Of course, the phrase “without respect of persons” has a double meaning, one which is arguably a central component of the rule of law and one of which is critical. The irony Whitman notes is that continental systems have “respect of persons” in both respects, treating prisoners with much more dignity, but also sentencing prisoners in a much more individualized and arbitrary fashion than the U.S.. Whitman argues that this is largely the result of Europe’s feudal roots; essentially, Europe has tried to “level up” by giving most prisoners the high status treatment that was once the privilege of the ruling class, while the U.S. hasn’t had the same impulse; while the U.S. has some high status prisons, it’s never been compelled to extend that treatment to all. I don’t agree with all aspects of his argument, and of course the differences are relativistic and not absolute, but I think it’s a useful way of looking at the difference.

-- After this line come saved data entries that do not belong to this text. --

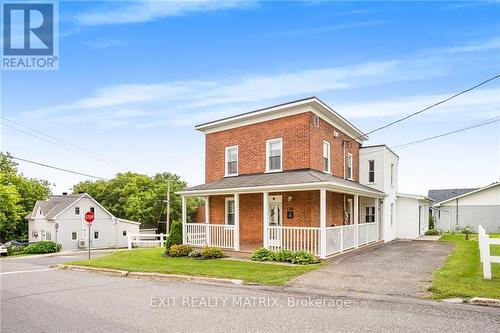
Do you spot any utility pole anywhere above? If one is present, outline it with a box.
[166,181,171,233]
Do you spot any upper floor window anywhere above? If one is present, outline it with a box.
[390,163,394,187]
[323,140,331,173]
[368,160,375,183]
[225,146,238,176]
[347,153,353,180]
[90,207,95,213]
[266,138,282,172]
[74,207,80,215]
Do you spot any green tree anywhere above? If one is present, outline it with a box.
[0,153,51,241]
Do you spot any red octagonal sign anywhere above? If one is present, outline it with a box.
[84,211,95,223]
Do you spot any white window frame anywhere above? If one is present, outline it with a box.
[224,145,238,177]
[74,206,80,215]
[323,140,331,174]
[390,163,394,187]
[365,206,375,223]
[368,160,375,183]
[94,231,99,240]
[224,197,235,225]
[347,153,353,180]
[90,207,95,213]
[390,203,394,226]
[71,232,78,241]
[122,230,127,237]
[265,138,283,173]
[46,232,51,241]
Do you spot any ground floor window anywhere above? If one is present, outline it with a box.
[122,230,127,237]
[71,232,77,240]
[94,231,99,239]
[225,198,235,225]
[46,232,51,241]
[365,206,375,223]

To the extent that Whitman is right, I hope there’s not a causal connection, because my own preference would be to marry the Anglo-American style rule of law with the contienental treatment of prisoners and relative disinclination to criminalize non-violent offenses. While of course some discretion is inevitable, and eliminating judicial discretion isn’t often a good idea because it just passes the discretion to less accountable prosecutors, I think that for the most part people who commit similar offenses should get similar punishments, and individualized treatment tends to exacerbate racial and class inequities.
Which brings us to the death penalty. One of the things that marks the attempt to rationalize sentencing in the United States is that executive clemency for condemned prisoners has declined drastically, even as executions have become much less common. Generally, governors in the post-1976 era have used clemency only in rare cases where there’s some doubt about the justice of the sentence. And, frankly, I think that this is right. While I despise George Bush’s unserious attitude about the death penalty, on the narrow issue of whether he should have granted clemency to Karla Faye Tucker, frankly his position is (even if it would have never occurred to him) more defensible than that of conservative death penalty advocates who wanted to pardon her. If we’re going to have the death penalty, then we should be willing to execute attractive Christian white women too. I strongly support clemency in cases, like Cory Maye, where the death penalty is clearly unjust even under a state law that authorizes it. But, honestly, I don’t find Williams’ case, or any case for clemency based on changes a person has made after committing the relevant crime(s), very compelling. These factors are meaningful for parole, but when it comes to the ultimate penalty, it’s just too arbitrary. It’s good that Williams has changed so much in prison, but I can’t justify sparing him while people who committed less brutal crimes will be executed just because they’re less articulate.
None of this is to say, of course, that I’m not strongly opposed to the execution of Tookie Williams, for the reasons that Randy (and Thurgood Marshall) state. But if we’re uncomfortable about executing him, the lesson should be to oppose the death penalty for everyone, rather than arbitrarily saving a few people based on factors that ultimately have little or nothing to do with fundamental justice. If I were a governor, I would grant Williams clemency, but only as part of a blanket refusal to sign off on any execution.